Обсуждение: dubious improvement in new psql

Поиск
Список
Период
Сортировка

dubious improvement in new psql

От
Tom Lane
Дата:
The new psql automatically tries to reconnect if the backend disconnects
unexpectedly.  This feature strikes me as ill-conceived; furthermore
it appears to be buggy.

It's ill-conceived because:
(1) under WAL, following a backend crash the postmaster is going to be
spending a few seconds reinitializing; an immediate reconnect attempt
is almost guaranteed to fail.
(2) if I'm running an SQL script, I think it's extremely foolhardy
to press on with executing the script as though nothing had happened.
A backend crash is not an event to be lightly ignored.

It's buggy because: it doesn't work reliably.  While poking at the
backend's problems with oversize btree index entries, I saw psql claim
it had successfully reconnected, and then go into a catatonic state.
It wouldn't give me a new command prompt (not even with ^C), wouldn't
exit with ^D, and had to be killed from another shell window.

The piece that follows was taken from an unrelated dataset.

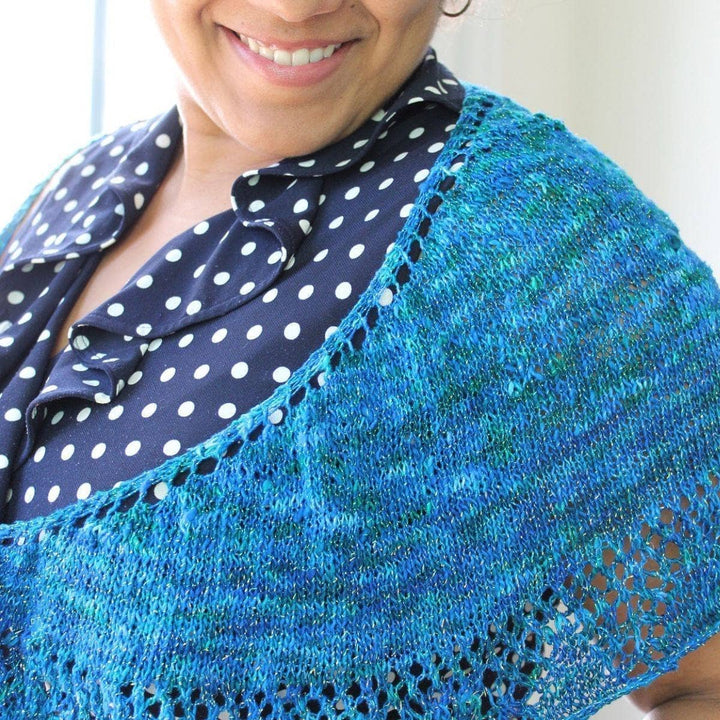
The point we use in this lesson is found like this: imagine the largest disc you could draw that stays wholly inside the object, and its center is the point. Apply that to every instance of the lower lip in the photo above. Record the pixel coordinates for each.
(289, 75)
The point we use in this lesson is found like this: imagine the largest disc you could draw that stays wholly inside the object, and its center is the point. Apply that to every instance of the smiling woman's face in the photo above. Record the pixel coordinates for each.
(287, 77)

This behavior doesn't seem to happen for every crash, but I'm not
really interested in trying to debug it.  I think the "feature"
ought to be ripped out.
        regards, tom lane


Re: [HACKERS] dubious improvement in new psql

От
Peter Eisentraut
Дата:
On Sat, 25 Dec 1999, Tom Lane wrote:

> The new psql automatically tries to reconnect if the backend disconnects
> unexpectedly.  This feature strikes me as ill-conceived; furthermore
> it appears to be buggy.
> 
> It's ill-conceived because:
> (1) under WAL, following a backend crash the postmaster is going to be
> spending a few seconds reinitializing; an immediate reconnect attempt
> is almost guaranteed to fail.

Good point.

> (2) if I'm running an SQL script, I think it's extremely foolhardy
> to press on with executing the script as though nothing had happened.
> A backend crash is not an event to be lightly ignored.

It only does the reconnect thing if it's used interactively.

I suppose leaving psql in an unconnected state (which does exist) would be
a better solution. I'll investigate the behaviour you observed below after
I get back from my vacation.

> 
> It's buggy because: it doesn't work reliably.  While poking at the
> backend's problems with oversize btree index entries, I saw psql claim
> it had successfully reconnected, and then go into a catatonic state.
> It wouldn't give me a new command prompt (not even with ^C), wouldn't
> exit with ^D, and had to be killed from another shell window.
> 
> This behavior doesn't seem to happen for every crash, but I'm not
> really interested in trying to debug it.  I think the "feature"
> ought to be ripped out.
> 
>             regards, tom lane
> 
> ************
> 
> 

-- 
Peter Eisentraut                  Sernanders vaeg 10:115
peter_e@gmx.net                   75262 Uppsala
http://yi.org/peter-e/            Sweden



Re: [HACKERS] dubious improvement in new psql

От
Don Baccus
Дата:
At 11:14 PM 12/28/99 +0100, Peter Eisentraut wrote:
>On Sat, 25 Dec 1999, Tom Lane wrote:
>
>> The new psql automatically tries to reconnect if the backend disconnects
>> unexpectedly.  This feature strikes me as ill-conceived; furthermore
>> it appears to be buggy.
>> 
>> It's ill-conceived because:
>> (1) under WAL, following a backend crash the postmaster is going to be
>> spending a few seconds reinitializing; an immediate reconnect attempt
>> is almost guaranteed to fail.
>
>Good point.
>
>> (2) if I'm running an SQL script, I think it's extremely foolhardy
>> to press on with executing the script as though nothing had happened.
>> A backend crash is not an event to be lightly ignored.
>
>It only does the reconnect thing if it's used interactively.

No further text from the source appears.